En Contra la interpretación, quizás su libro más famoso y su primera colección de ensayos publicada en 1966, atacó los análisis inspirados en el freudismo y el marxismo, ya que estos destruían los “textos” al intentar encontrarles un sentido último y verdadero. La interpretación, según Sontag, destruye la “capacidad sensual” del texto: y es lo contrario que se necesita en un mundo demasiado racionalista, iluminista, logocentrista, falocentrista, según los términos que volverán célebres la teoría francesa. Es necesario insistir en “la distinción entre pensamiento y sentimiento”, señala Sontag, que mostró siempre incomodidad en ser definida exclusivamente como intelectual. Publicó las novelas, más analíticas que sensuales, El benefactor (1963) y El Kit de la muerte (1967), aunque solo se mostró del toda conforme con El amante del volcán (1992), publicada luego de una conversación con su analista, y que combina intelectualismo y erotismo ambientado en Nápoles, sobre un triangulo amoroso (se teme lo peor) entre William Hamilton, su esposa Emma y el almirante Nelson.

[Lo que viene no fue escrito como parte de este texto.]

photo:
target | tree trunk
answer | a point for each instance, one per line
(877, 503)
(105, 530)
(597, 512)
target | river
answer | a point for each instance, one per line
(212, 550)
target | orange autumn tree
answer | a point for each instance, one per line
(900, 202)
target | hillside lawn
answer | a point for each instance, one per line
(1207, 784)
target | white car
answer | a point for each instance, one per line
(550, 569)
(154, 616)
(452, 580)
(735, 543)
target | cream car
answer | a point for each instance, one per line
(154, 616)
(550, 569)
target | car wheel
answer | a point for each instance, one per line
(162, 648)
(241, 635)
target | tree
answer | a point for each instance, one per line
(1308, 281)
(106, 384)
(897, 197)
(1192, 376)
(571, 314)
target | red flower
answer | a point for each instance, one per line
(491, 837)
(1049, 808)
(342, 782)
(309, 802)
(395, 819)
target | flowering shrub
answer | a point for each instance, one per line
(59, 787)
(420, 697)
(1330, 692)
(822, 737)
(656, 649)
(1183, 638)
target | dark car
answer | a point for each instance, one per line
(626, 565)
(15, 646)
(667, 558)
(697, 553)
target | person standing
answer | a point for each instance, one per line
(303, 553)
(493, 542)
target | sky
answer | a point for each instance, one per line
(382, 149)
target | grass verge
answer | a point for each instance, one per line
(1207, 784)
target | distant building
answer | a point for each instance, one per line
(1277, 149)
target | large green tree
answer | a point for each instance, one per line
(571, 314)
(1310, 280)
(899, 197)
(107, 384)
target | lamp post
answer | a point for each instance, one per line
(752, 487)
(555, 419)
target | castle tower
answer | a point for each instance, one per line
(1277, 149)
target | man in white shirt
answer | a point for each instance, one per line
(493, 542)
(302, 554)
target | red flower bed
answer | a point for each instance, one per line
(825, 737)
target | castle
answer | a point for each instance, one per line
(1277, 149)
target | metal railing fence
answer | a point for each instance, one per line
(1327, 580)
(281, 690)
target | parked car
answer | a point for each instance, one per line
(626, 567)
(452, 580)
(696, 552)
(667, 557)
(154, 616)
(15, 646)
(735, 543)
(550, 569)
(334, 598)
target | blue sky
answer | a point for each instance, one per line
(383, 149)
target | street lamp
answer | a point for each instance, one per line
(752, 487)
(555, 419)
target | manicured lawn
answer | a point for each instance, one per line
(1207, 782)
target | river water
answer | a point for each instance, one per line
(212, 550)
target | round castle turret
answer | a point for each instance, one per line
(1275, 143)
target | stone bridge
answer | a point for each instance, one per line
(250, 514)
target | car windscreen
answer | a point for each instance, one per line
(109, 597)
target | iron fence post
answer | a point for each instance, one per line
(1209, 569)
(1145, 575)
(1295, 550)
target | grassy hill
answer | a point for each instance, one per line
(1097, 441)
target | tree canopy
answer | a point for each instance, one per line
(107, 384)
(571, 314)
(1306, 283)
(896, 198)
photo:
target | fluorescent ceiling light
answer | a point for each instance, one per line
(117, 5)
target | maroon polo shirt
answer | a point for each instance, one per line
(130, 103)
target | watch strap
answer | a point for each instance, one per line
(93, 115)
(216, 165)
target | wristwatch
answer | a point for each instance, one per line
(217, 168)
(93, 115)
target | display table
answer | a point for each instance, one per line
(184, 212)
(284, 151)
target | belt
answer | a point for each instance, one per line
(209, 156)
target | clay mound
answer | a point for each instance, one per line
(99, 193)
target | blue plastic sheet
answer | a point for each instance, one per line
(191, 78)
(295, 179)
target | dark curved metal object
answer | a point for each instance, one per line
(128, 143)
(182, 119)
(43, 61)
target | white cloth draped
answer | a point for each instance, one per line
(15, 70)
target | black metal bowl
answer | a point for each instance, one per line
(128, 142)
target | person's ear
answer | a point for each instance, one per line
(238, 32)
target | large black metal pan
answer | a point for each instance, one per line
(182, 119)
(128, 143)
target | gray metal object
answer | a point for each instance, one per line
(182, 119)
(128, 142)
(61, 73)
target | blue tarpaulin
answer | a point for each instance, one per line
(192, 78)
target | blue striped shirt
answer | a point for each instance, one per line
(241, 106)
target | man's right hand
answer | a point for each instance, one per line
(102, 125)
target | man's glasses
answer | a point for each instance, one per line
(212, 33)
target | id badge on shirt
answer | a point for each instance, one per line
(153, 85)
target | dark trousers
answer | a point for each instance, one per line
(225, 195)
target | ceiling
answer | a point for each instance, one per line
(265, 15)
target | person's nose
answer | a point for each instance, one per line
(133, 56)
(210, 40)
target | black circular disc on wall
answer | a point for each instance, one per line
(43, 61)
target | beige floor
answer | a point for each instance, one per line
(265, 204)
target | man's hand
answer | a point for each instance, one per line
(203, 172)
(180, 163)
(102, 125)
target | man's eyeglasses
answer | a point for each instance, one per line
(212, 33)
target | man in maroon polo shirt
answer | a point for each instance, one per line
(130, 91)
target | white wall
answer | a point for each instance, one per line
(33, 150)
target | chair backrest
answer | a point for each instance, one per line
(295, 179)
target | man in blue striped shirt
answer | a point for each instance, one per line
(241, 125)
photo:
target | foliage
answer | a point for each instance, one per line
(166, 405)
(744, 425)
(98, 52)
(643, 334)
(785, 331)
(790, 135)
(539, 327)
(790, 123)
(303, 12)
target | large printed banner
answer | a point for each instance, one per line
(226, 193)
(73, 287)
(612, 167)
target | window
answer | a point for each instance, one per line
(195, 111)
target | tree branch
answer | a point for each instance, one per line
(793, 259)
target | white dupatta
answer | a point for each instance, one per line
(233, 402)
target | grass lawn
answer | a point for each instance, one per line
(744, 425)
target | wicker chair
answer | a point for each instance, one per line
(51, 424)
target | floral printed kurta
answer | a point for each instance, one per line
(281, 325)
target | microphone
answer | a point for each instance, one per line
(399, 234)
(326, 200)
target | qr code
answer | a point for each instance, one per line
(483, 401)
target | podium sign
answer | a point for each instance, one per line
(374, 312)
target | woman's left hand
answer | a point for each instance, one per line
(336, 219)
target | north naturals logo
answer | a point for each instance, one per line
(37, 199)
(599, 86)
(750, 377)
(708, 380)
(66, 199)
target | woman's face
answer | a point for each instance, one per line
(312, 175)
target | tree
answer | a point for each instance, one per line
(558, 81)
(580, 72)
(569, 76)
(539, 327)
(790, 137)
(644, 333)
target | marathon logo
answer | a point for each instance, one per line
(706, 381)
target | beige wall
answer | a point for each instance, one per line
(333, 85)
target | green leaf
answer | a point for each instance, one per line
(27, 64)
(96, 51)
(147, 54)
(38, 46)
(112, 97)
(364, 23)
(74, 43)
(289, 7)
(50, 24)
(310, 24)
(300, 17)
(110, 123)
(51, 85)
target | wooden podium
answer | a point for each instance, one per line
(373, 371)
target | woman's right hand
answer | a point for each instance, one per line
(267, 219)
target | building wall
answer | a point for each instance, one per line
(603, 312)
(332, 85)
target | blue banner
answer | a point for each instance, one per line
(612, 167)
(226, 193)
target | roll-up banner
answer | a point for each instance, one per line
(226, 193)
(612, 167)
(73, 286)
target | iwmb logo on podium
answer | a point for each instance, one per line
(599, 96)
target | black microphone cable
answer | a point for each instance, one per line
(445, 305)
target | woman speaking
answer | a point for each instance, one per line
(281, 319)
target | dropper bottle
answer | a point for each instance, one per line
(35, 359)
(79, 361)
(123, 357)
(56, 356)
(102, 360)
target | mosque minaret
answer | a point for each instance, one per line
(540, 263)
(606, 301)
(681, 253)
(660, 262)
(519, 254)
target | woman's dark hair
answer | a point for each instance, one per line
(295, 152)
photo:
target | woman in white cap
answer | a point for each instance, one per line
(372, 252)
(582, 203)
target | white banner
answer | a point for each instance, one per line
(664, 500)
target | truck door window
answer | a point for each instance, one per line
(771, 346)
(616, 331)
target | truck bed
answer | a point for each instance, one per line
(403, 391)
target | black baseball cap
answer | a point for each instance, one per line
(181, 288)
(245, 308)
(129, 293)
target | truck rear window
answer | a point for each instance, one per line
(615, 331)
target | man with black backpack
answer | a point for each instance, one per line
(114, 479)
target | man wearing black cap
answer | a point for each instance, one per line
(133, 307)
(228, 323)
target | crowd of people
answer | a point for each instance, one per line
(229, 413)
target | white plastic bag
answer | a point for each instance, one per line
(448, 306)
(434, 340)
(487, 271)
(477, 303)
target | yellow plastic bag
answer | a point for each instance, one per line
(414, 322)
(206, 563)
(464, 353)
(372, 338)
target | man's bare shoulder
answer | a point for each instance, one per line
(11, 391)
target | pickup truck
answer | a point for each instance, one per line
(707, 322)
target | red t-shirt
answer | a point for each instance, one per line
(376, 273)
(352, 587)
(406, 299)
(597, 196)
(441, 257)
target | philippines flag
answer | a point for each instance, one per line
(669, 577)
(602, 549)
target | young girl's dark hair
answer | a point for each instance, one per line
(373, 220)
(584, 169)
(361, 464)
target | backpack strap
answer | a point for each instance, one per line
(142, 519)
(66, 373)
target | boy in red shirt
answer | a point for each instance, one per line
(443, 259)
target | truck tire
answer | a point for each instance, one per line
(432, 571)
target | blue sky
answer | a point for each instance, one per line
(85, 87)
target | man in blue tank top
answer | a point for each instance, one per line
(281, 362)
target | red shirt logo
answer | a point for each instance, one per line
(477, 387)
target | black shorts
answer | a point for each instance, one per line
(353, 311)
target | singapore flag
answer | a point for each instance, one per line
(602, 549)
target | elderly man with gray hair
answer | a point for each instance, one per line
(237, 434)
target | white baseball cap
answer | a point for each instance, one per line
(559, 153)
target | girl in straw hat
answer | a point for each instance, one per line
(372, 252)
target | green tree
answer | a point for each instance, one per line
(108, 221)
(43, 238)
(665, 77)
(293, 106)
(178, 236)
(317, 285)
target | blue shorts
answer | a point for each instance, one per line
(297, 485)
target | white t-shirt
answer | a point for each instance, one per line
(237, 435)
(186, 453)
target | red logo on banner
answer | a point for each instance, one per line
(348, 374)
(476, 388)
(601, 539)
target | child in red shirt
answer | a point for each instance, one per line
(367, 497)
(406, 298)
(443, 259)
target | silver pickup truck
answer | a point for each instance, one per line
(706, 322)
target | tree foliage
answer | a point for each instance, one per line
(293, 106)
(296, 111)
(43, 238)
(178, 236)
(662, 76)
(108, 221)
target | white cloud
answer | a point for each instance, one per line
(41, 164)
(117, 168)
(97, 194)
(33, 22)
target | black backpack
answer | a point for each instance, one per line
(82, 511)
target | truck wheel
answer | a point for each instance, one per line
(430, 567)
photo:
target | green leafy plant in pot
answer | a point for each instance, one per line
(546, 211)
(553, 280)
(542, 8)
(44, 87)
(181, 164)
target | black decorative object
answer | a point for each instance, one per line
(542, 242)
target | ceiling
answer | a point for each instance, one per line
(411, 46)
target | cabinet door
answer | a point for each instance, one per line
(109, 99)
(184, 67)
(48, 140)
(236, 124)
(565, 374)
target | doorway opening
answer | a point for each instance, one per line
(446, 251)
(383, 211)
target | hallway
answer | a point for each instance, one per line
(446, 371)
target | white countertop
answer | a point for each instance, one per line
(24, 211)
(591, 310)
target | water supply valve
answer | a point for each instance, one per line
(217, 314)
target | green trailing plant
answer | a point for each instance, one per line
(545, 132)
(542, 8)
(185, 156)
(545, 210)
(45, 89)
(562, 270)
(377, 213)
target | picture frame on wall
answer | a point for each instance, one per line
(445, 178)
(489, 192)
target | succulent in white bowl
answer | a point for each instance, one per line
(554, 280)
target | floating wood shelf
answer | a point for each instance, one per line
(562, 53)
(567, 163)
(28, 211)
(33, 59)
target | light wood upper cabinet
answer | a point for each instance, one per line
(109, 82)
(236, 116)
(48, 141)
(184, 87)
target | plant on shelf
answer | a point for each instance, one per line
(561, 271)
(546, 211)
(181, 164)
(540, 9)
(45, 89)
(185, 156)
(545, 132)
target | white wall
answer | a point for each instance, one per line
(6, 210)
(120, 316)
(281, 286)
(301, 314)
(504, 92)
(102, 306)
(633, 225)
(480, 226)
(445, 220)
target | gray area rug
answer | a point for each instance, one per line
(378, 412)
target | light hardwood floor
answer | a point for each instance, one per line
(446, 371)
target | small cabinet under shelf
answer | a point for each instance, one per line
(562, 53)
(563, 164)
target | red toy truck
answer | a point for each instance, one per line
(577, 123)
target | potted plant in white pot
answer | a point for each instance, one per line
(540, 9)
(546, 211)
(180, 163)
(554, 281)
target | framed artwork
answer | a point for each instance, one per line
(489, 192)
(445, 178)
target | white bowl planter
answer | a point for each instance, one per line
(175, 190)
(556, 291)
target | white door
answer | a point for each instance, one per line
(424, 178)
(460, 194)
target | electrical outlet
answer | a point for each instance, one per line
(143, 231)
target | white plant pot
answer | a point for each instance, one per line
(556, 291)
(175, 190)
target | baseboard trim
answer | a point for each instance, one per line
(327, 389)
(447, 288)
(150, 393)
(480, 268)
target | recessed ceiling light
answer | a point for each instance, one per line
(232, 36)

Activista desde el feminismo, universitaria de epigramas un tanto tontos (“es tan malo que es bueno”), dramaturga y “evangelista de lo nuevo”, ciudadana ilustre de Sarajevo, infatigable defensora de los derechos humanos, propagandista eficaz de Walter Benjamin y Elias Canetti, Sontag cubrió la guerra de Vietnam y las de Yugoslavia, publicó diecisiete libros y vivió en París desde finales de los sesentas a mediados de los setentas, donde se convirtió, para sus detractores, en el espejo cósmico y definitivo de las ideas y creencias dominantes en la academia de la segunda mitad del siglo XX. Sus frases recorrieron el mundo: “El hombre blanco es el cáncer de la historia”, “La interpretación es una empresa reaccionaria”. De vuelta en Estados Unidos, encarnó el pensamiento faro de la izquierda universitaria, de los progresistas (liberals), de los ambientalistas, los pacifistas, los globalifóficos, los Michael Moore y Sean Penn, de los Bo-Bos –-los burgueses/bohemios de los años noventa, algo así como nuestro joven moderno. Característicamente, fue admirada por personas tan distintas entre sí como Carlos Fuentes y Arthur Danto, por el entorno de la New York Review of Books, en la que colaboró siempre. Detestada por Camille Paglia (la animadversión entre ambas feministas fue famosa), despreciada por Christopher Hitchens y Gore Vidal, ignorada por la izquierda clásica. ¿Existe un solo lector que a esta altura no se haya enterado de su muerte? Y ya sin Pierre Bourdieu y sin Susan Sontag, ¿será el mundo más feroz e incierto sin ese matrimonio ideal del intelectual comprometido modelo 1990?